ORDER=ASCENDING | DESCENDING | MODEL

specifies the ordering of the effects in the bar chart. ORDER=MODEL specifies that effects appear in the order in which they appear in the MODEL statement. ORDER=ASCENDING | DESCENDING specifies that the effects are shown in ascending or descending order of the number of samples in which the effects appear in the selected model. The default is ORDER=DESCENDING.

NONE

suppresses all plots.

PARMDIST <(parmDist-options)>

produces a panel that shows histograms and box plots of the parameter estimate values across samples when you use a MODELAVERAGE statement. There is a histogram and box plot for each parameter that appears in the AvgParmEst table. The PARMDIST option is ignored if you do not specify a MODELAVERAGE statement. The following parmDist-options are available:

MINPCT=percent

specifies that distributions be shown only for parameters whose estimates are nonzero in at least the specified percentage of the selected models. By default, distributions are shown for the all parameters that appear in the AvgParmEst table.

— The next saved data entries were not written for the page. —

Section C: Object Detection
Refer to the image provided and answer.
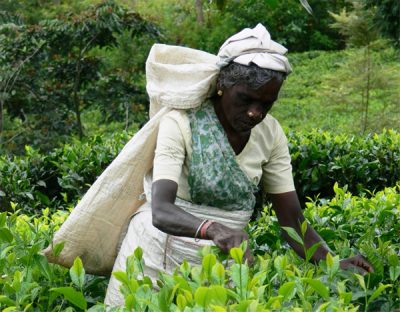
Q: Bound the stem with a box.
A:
[125,102,129,131]
[73,53,83,139]
[194,0,204,25]
[365,45,371,133]
[0,99,3,136]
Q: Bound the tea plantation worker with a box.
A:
[104,24,373,306]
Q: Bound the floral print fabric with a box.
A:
[187,102,257,211]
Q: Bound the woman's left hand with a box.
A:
[339,255,374,274]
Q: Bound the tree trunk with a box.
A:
[195,0,205,25]
[0,99,3,134]
[73,56,84,139]
[0,99,3,147]
[125,103,129,131]
[364,45,371,133]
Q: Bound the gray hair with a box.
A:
[217,62,287,90]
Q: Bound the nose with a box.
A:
[247,105,263,120]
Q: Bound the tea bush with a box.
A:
[0,205,108,311]
[1,129,399,214]
[0,132,131,214]
[288,129,400,206]
[0,185,399,311]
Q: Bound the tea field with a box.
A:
[0,129,399,311]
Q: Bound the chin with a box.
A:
[235,123,253,133]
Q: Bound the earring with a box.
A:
[247,111,254,118]
[217,90,223,96]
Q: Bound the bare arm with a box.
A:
[270,191,373,272]
[151,179,253,261]
[151,179,204,236]
[270,191,330,262]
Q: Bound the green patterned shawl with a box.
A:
[187,102,257,211]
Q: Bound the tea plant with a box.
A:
[0,204,108,311]
[0,186,398,311]
[1,130,399,214]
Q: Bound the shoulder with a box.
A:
[159,109,190,129]
[158,109,191,145]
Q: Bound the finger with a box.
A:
[355,255,374,273]
[245,249,254,265]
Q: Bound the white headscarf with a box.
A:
[217,23,292,73]
[146,23,291,117]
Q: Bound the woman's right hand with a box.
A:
[206,222,254,264]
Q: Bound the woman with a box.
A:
[104,24,373,306]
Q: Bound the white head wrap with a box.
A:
[217,23,292,73]
[146,24,291,117]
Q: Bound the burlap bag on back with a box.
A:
[43,44,219,275]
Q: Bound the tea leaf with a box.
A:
[0,228,13,243]
[176,294,187,311]
[326,253,340,277]
[0,295,16,307]
[354,274,366,291]
[231,264,249,300]
[389,266,400,282]
[282,227,303,245]
[70,257,85,290]
[50,287,87,310]
[195,287,211,307]
[134,247,143,260]
[0,212,6,227]
[368,283,392,304]
[209,285,227,305]
[305,241,322,262]
[301,220,308,237]
[278,281,296,301]
[212,262,225,285]
[230,247,244,264]
[52,241,65,257]
[303,278,329,299]
[202,253,217,279]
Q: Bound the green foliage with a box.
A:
[271,48,400,134]
[1,129,399,214]
[135,0,348,53]
[366,0,400,47]
[288,129,400,206]
[0,132,131,214]
[111,184,400,310]
[0,207,107,311]
[320,45,400,133]
[0,185,399,310]
[330,0,380,48]
[0,0,157,152]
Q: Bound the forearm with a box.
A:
[152,201,204,237]
[270,191,332,263]
[152,179,205,238]
[283,222,332,262]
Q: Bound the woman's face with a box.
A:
[216,78,283,134]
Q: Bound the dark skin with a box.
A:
[152,78,374,274]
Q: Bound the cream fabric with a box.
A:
[43,24,292,276]
[146,44,219,117]
[42,107,170,275]
[153,109,295,201]
[217,24,292,73]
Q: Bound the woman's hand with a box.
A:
[206,222,254,264]
[339,255,374,274]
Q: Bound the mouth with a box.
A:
[237,120,257,131]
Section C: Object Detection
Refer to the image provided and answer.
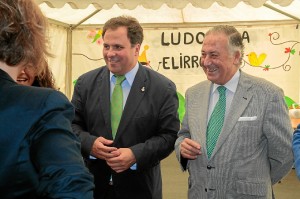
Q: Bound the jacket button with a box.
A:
[207,165,212,169]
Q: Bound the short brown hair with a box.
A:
[102,15,144,47]
[0,0,50,75]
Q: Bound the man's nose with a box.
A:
[106,49,116,57]
[201,56,212,66]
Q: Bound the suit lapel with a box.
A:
[98,68,112,139]
[114,65,146,141]
[211,71,253,158]
[190,81,211,152]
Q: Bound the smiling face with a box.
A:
[200,32,240,85]
[102,26,140,75]
[16,67,36,86]
[0,61,25,82]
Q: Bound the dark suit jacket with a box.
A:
[0,69,94,199]
[72,64,180,199]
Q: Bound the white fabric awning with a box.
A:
[35,0,300,26]
[35,0,295,9]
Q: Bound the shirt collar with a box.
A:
[110,63,139,86]
[212,69,240,93]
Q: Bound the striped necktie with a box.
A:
[206,86,226,159]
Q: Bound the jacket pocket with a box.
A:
[236,180,267,197]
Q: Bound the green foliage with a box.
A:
[177,92,185,123]
[285,96,296,109]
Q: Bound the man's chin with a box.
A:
[207,75,219,84]
[108,66,122,74]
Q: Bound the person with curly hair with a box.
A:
[17,60,56,89]
[0,0,94,198]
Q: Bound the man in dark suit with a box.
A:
[71,16,180,199]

ORDER=ASCENDING | DESCENDING | MODEL

specifies the ordering of the parameters in the panels. ORDER=MODEL specifies that parameters be shown in the order in which the corresponding effects appear in the MODEL statement. ORDER=ASCENDING | DESCENDING specifies that the parameters be shown in an ascending or descending order of the number of samples in which the parameter estimate is nonzero. The default is ORDER=DESCENDING.

NOBOXPLOTS

suppress the box plots.

PLOTSPERPANEL=number

specifies the maximum number of parameter distributions that appear in a panel. If the number of relevant parameters is greater than number, then multiple panels are produced. Valid values are 1–16 with 9 as the default.

UNPACK

specifies that the distribution for each relevant parameter be shown in a separate plot.

SEED=number

specifies an integer used to start the pseudo-random number generator for resampling the data, random cross validation, and random partitioning of data for training, testing, and validation. If you do not specify a seed, or if you specify a value less than or equal to zero, the seed is generated from reading the time of day from the computer’s clock.

TESTDATA=SAS-data-set

names a SAS data set containing test data. This data set must contain all the variables specified in the MODEL statement. Furthermore, when a BY statement is used and the TESTDATA=data set contains any of the BY variables, then the TESTDATA= data set must also contain all the BY variables sorted in the order of the BY variables. In this case, only the test data for a specific BY group is used with the corresponding BY group in the analysis data. If the TESTDATA= data set contains none of the BY variables, then the entire TESTDATA = data set is used with each BY group of the analysis data.

If you specify a TESTDATA=data set, then you cannot also reserve observations for testing by using a PARTITION statement.

VALDATA=SAS-data-set

names a SAS data set containing validation data. This data set must contain all the variables specified in the MODEL statement. Furthermore, when a BY statement is used and the VALDATA=data set contains any of the BY variables, then the VALDATA= data set must also contain all the BY variables sorted in the order of the BY variables. In this case, only the validation data for a specific BY group are used with the corresponding BY group in the analysis data. If the VALDATA= data set contains none of the BY variables, then the entire VALDATA = data set is used with each BY group of the analysis data.

If you specify a VALDATA=data set, then you cannot also reserve observations for validation by using a PARTITION statement.